An excellent new site on the future of the CAP is now available organised around the theme of '2020: debating the future of the CAP': CAP 2020 . It has a particular emphasis on environmental issues, but has a broader focus than that.
Backed by the knowledge and expertise of the Institute for European Environmental Policy, this is going to be a key resource for analysts of the CAP. Indeed, it is going to eclipse anything that can be offerd on this blog or even what Jack Thurston has been able to achieve on CAP HealthCheck. He has been reorienting his interests in any case: Health Check
This blog will be kept going as from time to time I may be able to draw on my experience and contribute something to the debate. However, the debate is clearly moving on.
A document I saw recently suggested that the UK Government now has the ambition of phasing out the CAP as a protectionist and subsidy providing policy package by the year 2020. Even before the recession, I would have been sceptical about that ambition, given the strength of the political constellation that defends the CAP.

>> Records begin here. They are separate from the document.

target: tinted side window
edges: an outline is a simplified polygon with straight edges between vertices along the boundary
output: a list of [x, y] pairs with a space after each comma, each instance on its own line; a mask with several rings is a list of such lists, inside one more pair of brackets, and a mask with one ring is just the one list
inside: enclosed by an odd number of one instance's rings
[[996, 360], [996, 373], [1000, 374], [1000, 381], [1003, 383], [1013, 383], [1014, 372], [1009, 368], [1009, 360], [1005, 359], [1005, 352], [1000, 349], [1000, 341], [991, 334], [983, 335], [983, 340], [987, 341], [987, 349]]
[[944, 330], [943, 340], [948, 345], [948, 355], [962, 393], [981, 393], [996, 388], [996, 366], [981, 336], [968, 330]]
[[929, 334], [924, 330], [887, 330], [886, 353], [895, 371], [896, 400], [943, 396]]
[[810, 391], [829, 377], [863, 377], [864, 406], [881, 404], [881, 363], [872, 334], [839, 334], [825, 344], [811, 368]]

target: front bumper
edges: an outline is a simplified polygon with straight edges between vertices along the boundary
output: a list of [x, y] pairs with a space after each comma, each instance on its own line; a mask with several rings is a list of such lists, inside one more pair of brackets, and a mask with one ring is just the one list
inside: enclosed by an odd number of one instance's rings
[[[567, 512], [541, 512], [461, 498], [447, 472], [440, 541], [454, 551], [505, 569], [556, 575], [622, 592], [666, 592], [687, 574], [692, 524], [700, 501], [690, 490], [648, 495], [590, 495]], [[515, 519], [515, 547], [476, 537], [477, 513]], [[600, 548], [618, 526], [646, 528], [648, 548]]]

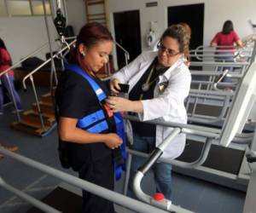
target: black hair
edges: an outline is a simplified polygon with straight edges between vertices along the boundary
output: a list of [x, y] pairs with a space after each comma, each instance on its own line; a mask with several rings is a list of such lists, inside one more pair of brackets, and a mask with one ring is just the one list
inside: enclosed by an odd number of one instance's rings
[[223, 25], [222, 33], [229, 34], [232, 31], [234, 31], [233, 22], [231, 20], [228, 20]]

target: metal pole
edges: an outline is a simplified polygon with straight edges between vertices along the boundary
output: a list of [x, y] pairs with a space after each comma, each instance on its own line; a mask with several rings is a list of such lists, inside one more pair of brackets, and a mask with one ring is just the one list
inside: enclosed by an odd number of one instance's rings
[[31, 80], [31, 83], [32, 83], [33, 92], [34, 92], [34, 95], [35, 95], [36, 102], [37, 102], [37, 106], [38, 106], [38, 116], [39, 116], [39, 119], [40, 119], [40, 123], [41, 123], [41, 127], [44, 130], [46, 130], [44, 124], [44, 118], [43, 118], [43, 114], [42, 114], [42, 111], [41, 111], [38, 94], [37, 94], [37, 91], [36, 91], [36, 87], [35, 87], [35, 83], [34, 83], [34, 80], [33, 80], [33, 76], [30, 76], [29, 79]]
[[[103, 199], [110, 200], [115, 204], [120, 204], [128, 209], [141, 212], [141, 213], [148, 213], [148, 212], [157, 212], [157, 213], [167, 213], [167, 211], [162, 210], [156, 207], [151, 206], [147, 204], [143, 204], [140, 201], [135, 200], [131, 198], [127, 198], [123, 194], [117, 193], [109, 189], [106, 189], [104, 187], [99, 187], [96, 184], [93, 184], [90, 181], [84, 181], [76, 176], [67, 174], [63, 171], [55, 170], [48, 165], [44, 165], [39, 162], [34, 161], [32, 159], [29, 159], [24, 156], [19, 155], [17, 153], [12, 153], [7, 149], [4, 149], [0, 146], [0, 152], [4, 155], [8, 155], [20, 162], [22, 162], [27, 165], [30, 165], [33, 168], [36, 168], [43, 172], [49, 174], [55, 177], [60, 178], [64, 181], [67, 181], [73, 186], [76, 186], [79, 188], [82, 188], [85, 191], [88, 191], [91, 193], [94, 193], [97, 196], [100, 196]], [[180, 211], [182, 212], [182, 211]]]

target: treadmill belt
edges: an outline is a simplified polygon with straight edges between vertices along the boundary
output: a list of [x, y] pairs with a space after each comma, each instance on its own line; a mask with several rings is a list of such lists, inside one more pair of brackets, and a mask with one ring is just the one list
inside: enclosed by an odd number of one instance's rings
[[[73, 193], [62, 187], [56, 187], [42, 200], [63, 213], [81, 213], [82, 197]], [[44, 213], [32, 207], [26, 213]]]
[[[203, 142], [187, 140], [183, 153], [177, 159], [184, 162], [196, 160], [201, 155], [203, 145]], [[243, 150], [212, 144], [208, 157], [202, 166], [238, 175], [243, 156]]]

However, we now face a long and deep recession that it is going to have profound implications for the future role of government. Although the 'regulatory state' will probably be strengthened as a result, whatever government is in power in a particular country, it is going to have to cut public expenditure and raise taxes to pay off debt.
This might seem a golden opportunity to reduce the large sums that are spent on subsidising agriculture. However, even though the debate on the CAP has become more transparent, and significant changes have been achieved in the way in which it is delivered, the politics of bringing about change in the CAP remain challenging and complex. The policy will probably outlive me.